There are also opportunities for studies conducted in single VAMCs – such as the lessons offered by the five included primary VA research studies – to provide important discussion of how to best reduce disparities for minority Veterans. Future third generation research specific to VAMCs should be encouraged and disseminated in order for VA researchers and implementers to benefit from a robust evidence base. From a practical standpoint, there is room for “disparities teams” at individual VAMCs to learn from collective knowledge gained across various VA sites. Sharing lessons and promising strategies for reducing disparities from ongoing research projects through periodic communication between disparities interest groups may serve to quicken dissemination of actionable results to VA equity stakeholders.

Given the low yield of VA intervention studies identified in our search of published literature, we examined the abstracts of recently funded HSR&D studies to determine whether intervention studies for racial/ethnic disparities are in progress. We reviewed 89 titles and abstracts of projects in the HSR&D Equity Portfolio and found four projects containing race-specific interventions: Improving Dental Decision Making for Root Canal Therapy (Kressin N), Tailoring Coping Skills Training for African Americans with Osteoarthritis (Allen K), Knee Replacement Disparity: A Randomized, Controlled Intervention (Ibrahim S), Proactive Tobacco Treatment for Diverse Veteran Smokers (Fu S). There were three career development awardees with potentially relevant project titles, although the details of study design are not currently available: Understanding & Reducing Racial Disparities in Renal Transplantation (Myaskovsky L), Understanding & Ameliorating Racial/Ethnic Disparities in Healthcare (Burgess D), Identifying Mechanisms Linking Perceived Discrimination & Health (Hausmann, L).

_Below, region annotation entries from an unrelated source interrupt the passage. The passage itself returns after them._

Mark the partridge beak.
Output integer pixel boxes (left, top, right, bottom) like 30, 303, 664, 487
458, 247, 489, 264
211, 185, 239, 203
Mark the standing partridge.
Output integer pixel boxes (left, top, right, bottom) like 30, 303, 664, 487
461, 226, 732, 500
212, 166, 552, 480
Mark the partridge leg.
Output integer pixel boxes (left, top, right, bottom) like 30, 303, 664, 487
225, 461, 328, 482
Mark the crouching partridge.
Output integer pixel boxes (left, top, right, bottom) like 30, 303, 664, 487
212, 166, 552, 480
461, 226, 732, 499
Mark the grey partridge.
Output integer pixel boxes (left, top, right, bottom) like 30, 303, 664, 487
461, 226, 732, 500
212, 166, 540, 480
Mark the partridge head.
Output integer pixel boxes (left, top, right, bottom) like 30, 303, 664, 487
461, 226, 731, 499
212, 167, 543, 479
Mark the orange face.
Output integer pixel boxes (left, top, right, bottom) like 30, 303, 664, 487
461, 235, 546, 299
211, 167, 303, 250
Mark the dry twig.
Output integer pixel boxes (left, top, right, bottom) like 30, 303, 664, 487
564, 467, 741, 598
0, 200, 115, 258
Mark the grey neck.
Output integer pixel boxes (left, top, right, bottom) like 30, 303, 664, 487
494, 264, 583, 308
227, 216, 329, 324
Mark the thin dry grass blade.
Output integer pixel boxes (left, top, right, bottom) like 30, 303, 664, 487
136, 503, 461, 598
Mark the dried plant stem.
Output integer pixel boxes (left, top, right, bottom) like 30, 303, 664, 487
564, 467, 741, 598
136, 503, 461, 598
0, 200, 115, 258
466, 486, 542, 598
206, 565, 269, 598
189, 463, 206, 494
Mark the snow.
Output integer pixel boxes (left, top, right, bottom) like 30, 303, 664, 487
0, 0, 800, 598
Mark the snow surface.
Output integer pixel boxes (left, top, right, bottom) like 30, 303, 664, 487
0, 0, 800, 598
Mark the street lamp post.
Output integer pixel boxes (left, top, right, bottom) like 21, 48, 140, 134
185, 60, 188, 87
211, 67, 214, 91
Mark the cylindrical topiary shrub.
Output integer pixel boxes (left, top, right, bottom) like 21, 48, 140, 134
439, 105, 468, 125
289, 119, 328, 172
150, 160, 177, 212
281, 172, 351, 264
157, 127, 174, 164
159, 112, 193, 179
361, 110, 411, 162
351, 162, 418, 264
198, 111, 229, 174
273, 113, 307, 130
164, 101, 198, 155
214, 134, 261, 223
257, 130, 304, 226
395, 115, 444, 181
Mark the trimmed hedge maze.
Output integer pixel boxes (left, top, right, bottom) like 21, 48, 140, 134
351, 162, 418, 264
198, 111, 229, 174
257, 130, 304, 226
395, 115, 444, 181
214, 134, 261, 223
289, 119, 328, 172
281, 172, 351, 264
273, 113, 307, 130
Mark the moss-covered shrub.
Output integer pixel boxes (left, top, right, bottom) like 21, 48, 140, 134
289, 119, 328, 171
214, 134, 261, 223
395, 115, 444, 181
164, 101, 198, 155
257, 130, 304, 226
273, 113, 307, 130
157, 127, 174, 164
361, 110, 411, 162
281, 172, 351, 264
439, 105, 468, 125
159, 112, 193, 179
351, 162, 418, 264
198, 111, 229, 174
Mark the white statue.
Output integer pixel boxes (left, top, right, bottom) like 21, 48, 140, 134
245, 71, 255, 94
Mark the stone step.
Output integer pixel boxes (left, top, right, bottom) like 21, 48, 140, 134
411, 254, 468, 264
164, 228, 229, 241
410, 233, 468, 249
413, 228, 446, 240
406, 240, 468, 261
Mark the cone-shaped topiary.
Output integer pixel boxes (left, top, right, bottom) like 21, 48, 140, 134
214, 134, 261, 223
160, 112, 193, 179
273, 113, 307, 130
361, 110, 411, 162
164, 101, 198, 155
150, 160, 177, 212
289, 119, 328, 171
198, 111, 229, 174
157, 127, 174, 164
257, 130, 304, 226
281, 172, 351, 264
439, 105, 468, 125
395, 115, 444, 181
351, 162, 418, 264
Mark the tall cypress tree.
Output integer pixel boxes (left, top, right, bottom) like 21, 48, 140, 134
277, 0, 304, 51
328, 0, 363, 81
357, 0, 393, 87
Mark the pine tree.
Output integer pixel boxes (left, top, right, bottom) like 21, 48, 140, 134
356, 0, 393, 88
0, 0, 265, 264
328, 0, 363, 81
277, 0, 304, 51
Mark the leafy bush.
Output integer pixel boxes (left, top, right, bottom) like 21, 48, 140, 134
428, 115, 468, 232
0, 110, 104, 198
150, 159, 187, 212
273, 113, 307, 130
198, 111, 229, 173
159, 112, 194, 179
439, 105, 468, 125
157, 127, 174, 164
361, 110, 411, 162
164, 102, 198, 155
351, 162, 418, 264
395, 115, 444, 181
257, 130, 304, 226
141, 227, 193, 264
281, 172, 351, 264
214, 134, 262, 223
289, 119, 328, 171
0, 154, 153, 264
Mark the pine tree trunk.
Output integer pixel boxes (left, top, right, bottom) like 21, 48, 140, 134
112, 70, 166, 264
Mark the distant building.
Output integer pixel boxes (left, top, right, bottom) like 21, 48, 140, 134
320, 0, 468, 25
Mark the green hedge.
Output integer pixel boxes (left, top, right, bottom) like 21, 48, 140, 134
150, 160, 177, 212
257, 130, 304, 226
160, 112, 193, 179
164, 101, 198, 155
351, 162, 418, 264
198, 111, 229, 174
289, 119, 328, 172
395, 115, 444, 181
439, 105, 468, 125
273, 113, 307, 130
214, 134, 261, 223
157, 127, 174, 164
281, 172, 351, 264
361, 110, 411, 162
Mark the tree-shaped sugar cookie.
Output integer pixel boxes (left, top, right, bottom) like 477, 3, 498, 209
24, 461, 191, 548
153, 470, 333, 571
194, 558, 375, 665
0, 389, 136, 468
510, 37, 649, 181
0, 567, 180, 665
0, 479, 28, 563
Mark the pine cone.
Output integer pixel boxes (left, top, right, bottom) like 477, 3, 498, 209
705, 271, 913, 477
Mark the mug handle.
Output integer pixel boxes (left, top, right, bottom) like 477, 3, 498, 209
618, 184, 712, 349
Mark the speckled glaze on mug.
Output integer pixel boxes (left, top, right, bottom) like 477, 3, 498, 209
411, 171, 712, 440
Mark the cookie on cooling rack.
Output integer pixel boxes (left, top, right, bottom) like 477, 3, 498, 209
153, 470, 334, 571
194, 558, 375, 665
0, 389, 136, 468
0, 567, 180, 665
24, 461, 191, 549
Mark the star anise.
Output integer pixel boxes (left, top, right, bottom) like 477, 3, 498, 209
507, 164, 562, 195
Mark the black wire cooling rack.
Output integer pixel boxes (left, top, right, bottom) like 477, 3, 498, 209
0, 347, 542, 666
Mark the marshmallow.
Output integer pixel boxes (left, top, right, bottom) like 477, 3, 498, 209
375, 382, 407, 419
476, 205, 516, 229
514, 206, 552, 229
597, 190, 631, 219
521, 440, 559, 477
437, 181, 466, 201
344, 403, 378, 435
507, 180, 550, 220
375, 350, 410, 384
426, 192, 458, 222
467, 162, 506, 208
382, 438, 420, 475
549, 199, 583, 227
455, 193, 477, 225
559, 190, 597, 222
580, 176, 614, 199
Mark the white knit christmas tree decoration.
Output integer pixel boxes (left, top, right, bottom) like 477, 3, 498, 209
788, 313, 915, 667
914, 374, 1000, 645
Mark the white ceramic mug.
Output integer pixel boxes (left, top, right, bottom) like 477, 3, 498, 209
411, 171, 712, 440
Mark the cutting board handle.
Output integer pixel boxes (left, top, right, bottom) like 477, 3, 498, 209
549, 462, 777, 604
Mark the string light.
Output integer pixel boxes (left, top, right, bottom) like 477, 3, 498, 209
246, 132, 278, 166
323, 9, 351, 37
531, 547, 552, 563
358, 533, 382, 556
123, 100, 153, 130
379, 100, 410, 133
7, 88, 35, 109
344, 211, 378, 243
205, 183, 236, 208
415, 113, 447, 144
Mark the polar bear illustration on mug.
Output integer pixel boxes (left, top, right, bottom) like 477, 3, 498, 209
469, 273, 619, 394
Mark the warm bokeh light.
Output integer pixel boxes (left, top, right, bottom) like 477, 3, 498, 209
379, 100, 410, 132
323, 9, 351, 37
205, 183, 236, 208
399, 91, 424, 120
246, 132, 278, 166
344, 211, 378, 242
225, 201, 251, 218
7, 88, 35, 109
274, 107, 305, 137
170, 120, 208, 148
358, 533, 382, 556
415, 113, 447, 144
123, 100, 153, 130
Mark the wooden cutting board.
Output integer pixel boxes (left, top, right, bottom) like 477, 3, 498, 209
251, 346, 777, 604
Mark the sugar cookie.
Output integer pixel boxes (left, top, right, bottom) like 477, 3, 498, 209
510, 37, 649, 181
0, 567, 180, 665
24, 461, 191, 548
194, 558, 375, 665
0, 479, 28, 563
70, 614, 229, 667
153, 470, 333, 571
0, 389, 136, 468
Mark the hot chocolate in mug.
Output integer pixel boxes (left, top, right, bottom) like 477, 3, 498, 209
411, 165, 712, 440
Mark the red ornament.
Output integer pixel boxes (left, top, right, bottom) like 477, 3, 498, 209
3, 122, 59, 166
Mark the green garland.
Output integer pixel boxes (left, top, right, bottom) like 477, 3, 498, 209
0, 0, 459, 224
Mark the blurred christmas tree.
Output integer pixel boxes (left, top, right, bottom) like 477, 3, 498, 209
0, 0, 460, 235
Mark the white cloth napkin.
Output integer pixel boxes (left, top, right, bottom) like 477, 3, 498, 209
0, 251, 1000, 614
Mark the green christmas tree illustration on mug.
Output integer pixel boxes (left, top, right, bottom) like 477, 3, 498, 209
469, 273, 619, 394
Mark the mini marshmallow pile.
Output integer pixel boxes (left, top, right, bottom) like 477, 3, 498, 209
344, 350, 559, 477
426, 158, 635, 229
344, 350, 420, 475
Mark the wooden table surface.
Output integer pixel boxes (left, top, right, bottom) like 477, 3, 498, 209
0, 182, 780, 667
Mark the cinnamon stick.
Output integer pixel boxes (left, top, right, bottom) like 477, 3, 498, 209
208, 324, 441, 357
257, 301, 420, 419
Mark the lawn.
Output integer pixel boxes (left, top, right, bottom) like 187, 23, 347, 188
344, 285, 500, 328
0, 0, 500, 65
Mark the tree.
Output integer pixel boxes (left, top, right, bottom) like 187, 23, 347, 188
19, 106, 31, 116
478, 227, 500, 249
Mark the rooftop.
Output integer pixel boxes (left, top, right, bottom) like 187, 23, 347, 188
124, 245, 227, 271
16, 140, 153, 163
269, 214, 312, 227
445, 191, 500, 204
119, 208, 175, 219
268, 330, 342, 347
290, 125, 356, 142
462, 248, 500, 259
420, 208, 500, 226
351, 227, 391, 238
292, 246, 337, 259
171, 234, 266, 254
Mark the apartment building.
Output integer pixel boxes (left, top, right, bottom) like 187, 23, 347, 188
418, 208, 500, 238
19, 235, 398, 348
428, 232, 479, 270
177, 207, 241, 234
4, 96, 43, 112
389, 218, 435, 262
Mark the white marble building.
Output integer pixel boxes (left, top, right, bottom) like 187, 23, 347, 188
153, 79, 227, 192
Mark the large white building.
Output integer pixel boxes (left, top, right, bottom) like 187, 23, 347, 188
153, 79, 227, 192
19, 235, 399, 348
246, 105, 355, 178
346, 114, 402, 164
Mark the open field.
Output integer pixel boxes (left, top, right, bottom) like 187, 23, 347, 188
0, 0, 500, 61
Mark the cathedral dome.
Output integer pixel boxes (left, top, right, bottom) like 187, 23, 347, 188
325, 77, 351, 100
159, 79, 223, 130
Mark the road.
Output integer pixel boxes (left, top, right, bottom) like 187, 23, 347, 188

Few disparities interventions have been implemented in the VA, and although a few race-specific intervention studies are underway, much more work is needed in this area. The barriers to implementing disparities intervention research in VA care settings are not entirely clear. Future steps emanating from this review will include conducting a survey and interviews of key VA informants to identify barriers to dissemination of interventions, in an effort to provide a better understanding of the obstructions in the VA disparities research pipeline.